First-line treatment with bortezomib rapidly stimulates both osteoblast activity and bone matrix deposition in patients with multiple myeloma, and stimulates osteoblast proliferation and differentiation in vitro

Abstract

Objectives: The aim of the study was to investigate the effect of bortezomib on osteoblast proliferation and differentiation, as well as on bone matrix deposition for the first time in bisphosphonate-naïve, previously untreated patients with myeloma.

Methods: Twenty newly diagnosed patients received four cycles of bortezomib treatment, initially as monotherapy and then combined with a glucocorticoid from cycle two to four. Bone remodeling markers were monitored closely during treatment.
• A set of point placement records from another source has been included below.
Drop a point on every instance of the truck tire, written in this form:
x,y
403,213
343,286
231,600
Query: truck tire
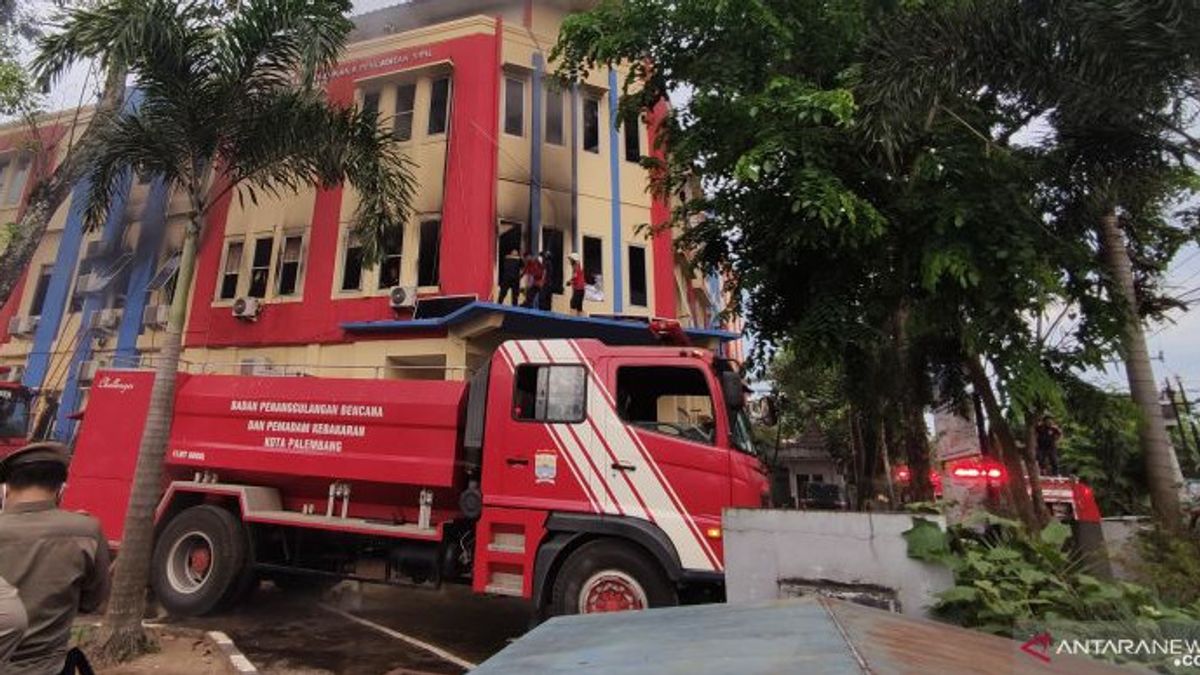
x,y
198,561
610,575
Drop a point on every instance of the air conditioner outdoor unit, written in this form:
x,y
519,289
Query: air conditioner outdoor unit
x,y
106,321
155,316
22,326
88,370
246,309
258,366
402,297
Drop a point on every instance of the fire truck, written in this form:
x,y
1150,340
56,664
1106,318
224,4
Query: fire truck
x,y
15,416
580,476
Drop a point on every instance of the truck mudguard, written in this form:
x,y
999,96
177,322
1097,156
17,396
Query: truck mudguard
x,y
564,529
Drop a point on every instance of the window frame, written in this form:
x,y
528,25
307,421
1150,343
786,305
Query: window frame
x,y
348,242
256,238
411,113
646,275
509,81
516,383
225,266
277,287
449,105
420,248
719,430
555,93
589,100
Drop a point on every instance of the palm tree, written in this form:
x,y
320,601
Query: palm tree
x,y
232,102
1115,83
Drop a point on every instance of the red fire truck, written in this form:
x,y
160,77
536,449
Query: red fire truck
x,y
15,406
580,476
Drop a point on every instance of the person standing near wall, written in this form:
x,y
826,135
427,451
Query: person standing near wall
x,y
58,560
579,285
510,276
13,622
Furthermore, the effects of bortezomib and a glucocorticoid on immature and mature osteoblasts were also studied in vitro.

Results: Treatment with bortezomib caused a significant increase in bone-specific alkaline phosphatase and pro-collagen type I N-terminal propeptide, a novel bone formation marker. The addition of a glucocorticoid resulted in a transient decrease in collagen deposition. In vitro bortezomib induced osteoblast proliferation and differentiation. Differentiation but not proliferation was inhibited by glucocorticoid treatment.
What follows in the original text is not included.